Today I went to my company picnic. It was totally dope. It was tricked out with petting zoos, pony rides, manicure stations, massages, skee-ball, rock climbing walls, fishing, and awesome organic food–and loads of other cool stuff. It was best ever. I vote for company picnic ever week of the summer!
Above is a picture of the cutest, fluffiest bunny ever that was in the petting zoo. It looked totally fake.
In other awesome news, download all of the White Stripes performance at Glastonbury on this French WS site. Link from the Triple Tremelo. Rad!
Avril Lavigne and Deryck Whibley of Sum 41 got engaged this past weekend. They’re going to make the most angst-filled, short, Canadian babies ever. Here’s to the happy couple.
Wow, I totally forgot that Annie was playing at Hiro last night…until now. My mind is on vacation. Shows how much I care.
UPDATE: Oops. It’s today. I thought today was Wednesday. Um, what’s everyone doing for 4th of July weekend?
Here’s the lineup for a free event going down this Wed (June 29) at Virgin Megastore in Union Square in support of the ONE campaign. My favorite part of the lineup is that Billy Corgan is listed as a “(tentative)” performer for this event. Seriously, is he waiting for a better gig fighting world poverty to come along?
1:30 – The Swedes
2pm – Trouble Dolls
2:30 – Gladshot
3pm – Outernational
3:30 – TBD
4pm – Heavenly States
4:30 – Announcements
5pm – Michelle Shocked
5:30 – Mark Knopfler (tentative)
6pm – Head Automatica
7pm – Billy Corgan (tentative)
Surefire plays Shout! on July 3.
Fader has rolled out some nice White Stripes wallpaper for your downloading pleasure. Check it out. Thanks to the reader who sent this tip in.
KCRW’s Nic Harcourt is this country’s John Peel, having “discovered” acts like Coldplay, Dido, David Gray, and Norah Jones. The NYT reveals what it’s like to be a purveyor of cool.
Rolling Stone reports that The Stooges will be re-releasing a deluxe double CD of 1969 and Fun House on August 16 on Rhino Records, with Jack White penning the liner notes for Fun House. Link from Michelle.
Like two weeks ago I was walking on E. Houston with my friend Matt, when I saw this dude walking down the street talking into a telephone receiver…an old school telephone receiver from a rotary telephone. I was like, “What the hell is that guy doing?” Then I looked again and I noticed he’d plugged the receiver into his cell phone as you would with one of those stupid head pieces. I ran up to him and said, “That’s awesome!,” but I do have to wonder, where the hell does he put that thing when he’s NOT using it? Go ahead, make your own.

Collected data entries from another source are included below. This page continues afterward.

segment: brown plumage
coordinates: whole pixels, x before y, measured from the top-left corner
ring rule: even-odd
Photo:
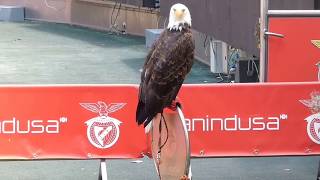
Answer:
[[[139,88],[136,121],[147,126],[175,100],[194,60],[194,40],[187,24],[166,29],[147,55]]]

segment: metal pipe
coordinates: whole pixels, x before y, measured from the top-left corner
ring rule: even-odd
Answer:
[[[185,175],[188,176],[189,179],[192,178],[192,171],[191,171],[191,164],[190,164],[190,158],[191,158],[191,151],[190,151],[190,140],[189,140],[189,134],[188,134],[188,130],[187,130],[187,125],[186,125],[186,121],[184,118],[184,114],[181,110],[181,108],[179,106],[177,106],[177,111],[178,111],[178,115],[179,115],[179,119],[182,123],[183,126],[183,131],[184,131],[184,135],[185,135],[185,143],[187,145],[187,157],[186,157],[186,166],[185,166]]]
[[[267,14],[269,0],[260,0],[260,82],[266,81],[267,43],[265,32],[267,30]]]
[[[274,32],[265,32],[264,33],[266,36],[275,36],[275,37],[278,37],[278,38],[284,38],[284,35],[283,34],[279,34],[279,33],[274,33]]]
[[[268,16],[318,17],[320,16],[320,10],[269,10]]]
[[[99,180],[108,180],[106,159],[101,159]]]

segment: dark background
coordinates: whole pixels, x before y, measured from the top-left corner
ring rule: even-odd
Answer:
[[[170,6],[177,2],[189,7],[192,25],[197,31],[259,55],[255,36],[259,0],[161,0],[161,15],[168,16]],[[319,6],[319,0],[270,0],[270,9],[310,10]]]
[[[155,0],[115,0],[136,6]],[[167,17],[175,3],[187,5],[193,28],[212,35],[236,48],[259,55],[256,27],[260,16],[260,0],[160,0],[161,16]],[[320,9],[320,0],[270,0],[270,9]]]
[[[320,9],[320,0],[314,0],[314,8]]]

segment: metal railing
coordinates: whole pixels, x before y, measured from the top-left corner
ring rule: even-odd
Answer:
[[[284,38],[283,34],[268,31],[268,17],[320,17],[320,10],[269,10],[269,0],[260,1],[260,82],[266,81],[267,64],[267,36]],[[318,68],[318,81],[320,81],[320,61]]]

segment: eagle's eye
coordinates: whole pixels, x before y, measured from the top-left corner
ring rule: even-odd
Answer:
[[[173,8],[173,11],[176,11],[176,9],[175,9],[175,8]]]
[[[182,12],[185,12],[186,11],[186,9],[182,9]]]

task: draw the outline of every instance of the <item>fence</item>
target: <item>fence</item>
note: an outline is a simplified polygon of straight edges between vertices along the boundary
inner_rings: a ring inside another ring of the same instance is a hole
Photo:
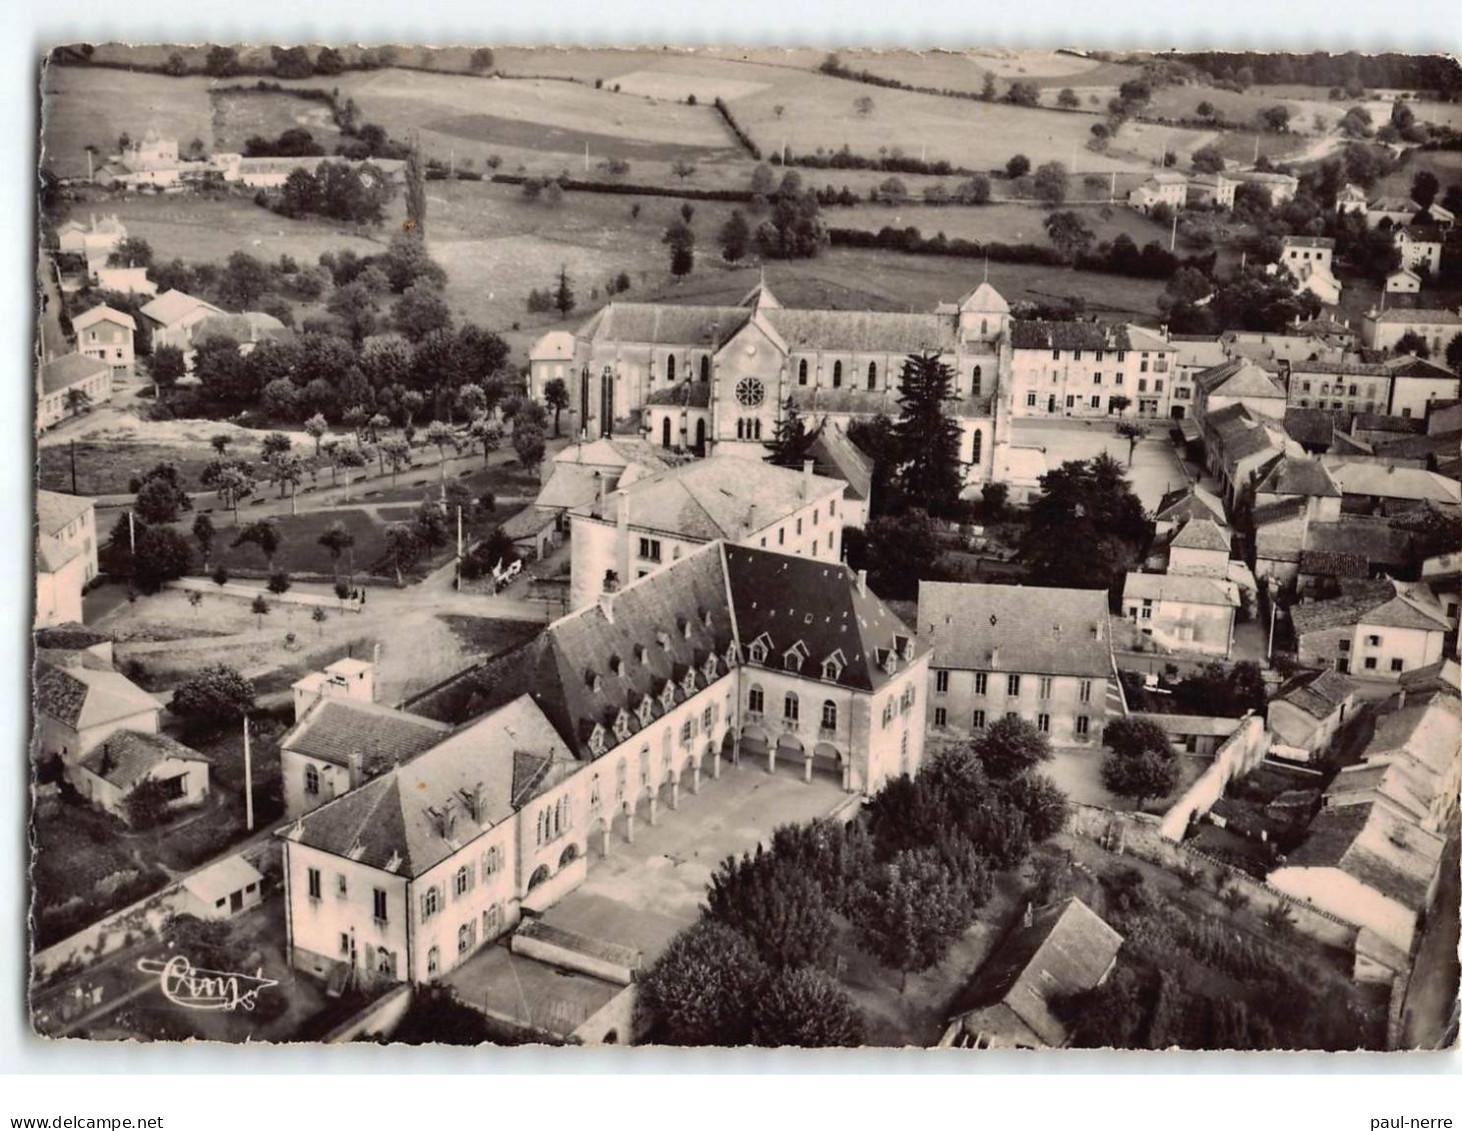
[[[1163,831],[1165,821],[1166,817],[1159,819],[1145,813],[1119,813],[1073,802],[1067,830],[1095,841],[1109,852],[1135,856],[1169,871],[1206,870],[1215,876],[1222,875],[1230,887],[1249,897],[1249,906],[1257,914],[1263,915],[1276,906],[1285,907],[1290,912],[1295,930],[1301,934],[1325,946],[1345,950],[1354,947],[1358,933],[1356,927],[1327,911],[1295,900],[1221,860],[1175,842]]]
[[[262,585],[239,585],[228,581],[222,585],[209,581],[202,577],[181,577],[176,581],[163,582],[164,589],[177,589],[194,593],[221,594],[225,597],[242,597],[252,601],[255,597],[263,597],[270,602],[280,602],[285,605],[318,605],[324,609],[339,610],[347,613],[360,612],[361,602],[351,600],[349,597],[343,600],[335,594],[324,593],[301,593],[298,590],[287,589],[283,593],[271,593]]]
[[[401,1023],[406,1011],[411,1008],[414,987],[402,982],[384,996],[376,998],[354,1017],[348,1017],[325,1036],[321,1044],[344,1045],[361,1037],[390,1036],[391,1031]]]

Read the latest from your favorite flooded, cloudy festival over at the Guardian‘s Glastoblog. Also, check out the full coverage.
Kasabian, “L.S.F.”: 300RAM | 56RAM
Brendan Benson, “Cold Hands Warm Heart”: Low | Medium | High | Quicktime
Louis XIV, “God Killed the Queen” WARNING: Blurred out boobies. Possibly NSFW: WM Low | WM Medium | WM High | Quicktime
Tess was so kind to notify me that the Strokes site has been updated and newsletter #8 is apparently on its way.
If you can’t wait until it hits your mailbox, get your Strokes fix by reading the summaries of the new tracks off the album, courtesy of NME. (Link from Product Shop.) Yes…there’s a song called “Juice Box.” Er…
I was just surfing the Sanrio site to check out some new products when I found a cute feature on the origins of Hello Kitty. As I clicked through the bio, I noticed that all of Hello Kitty’s family members have the last name “White.” There’s her sister, Mimmy White, her mom, Mary White, and her dad, George White. Who knew Hello Kitty’s real name was actually “Hello Kitty White“?? Shocking! Which of course got me thinking…I wonder if Hello Kitty is in any way related to Jack and Meg White. They do all have pale white skin and love dressing in red. Hmm…
Woah! If you haven’t watched the video of Tom Cruise on the Today show from this morning, you have not lived! Please “do the research!” Seriously, what is he talking about? What is he saying? Why does Katie look like a mindless zombie? Poor Matt Lauer–you can really tell toward the end how terrified he is of Tom.
I seriously can’t watch War of the Worlds. I fear that my soul will be sucked out of my body if I look directly at Tom Cruise.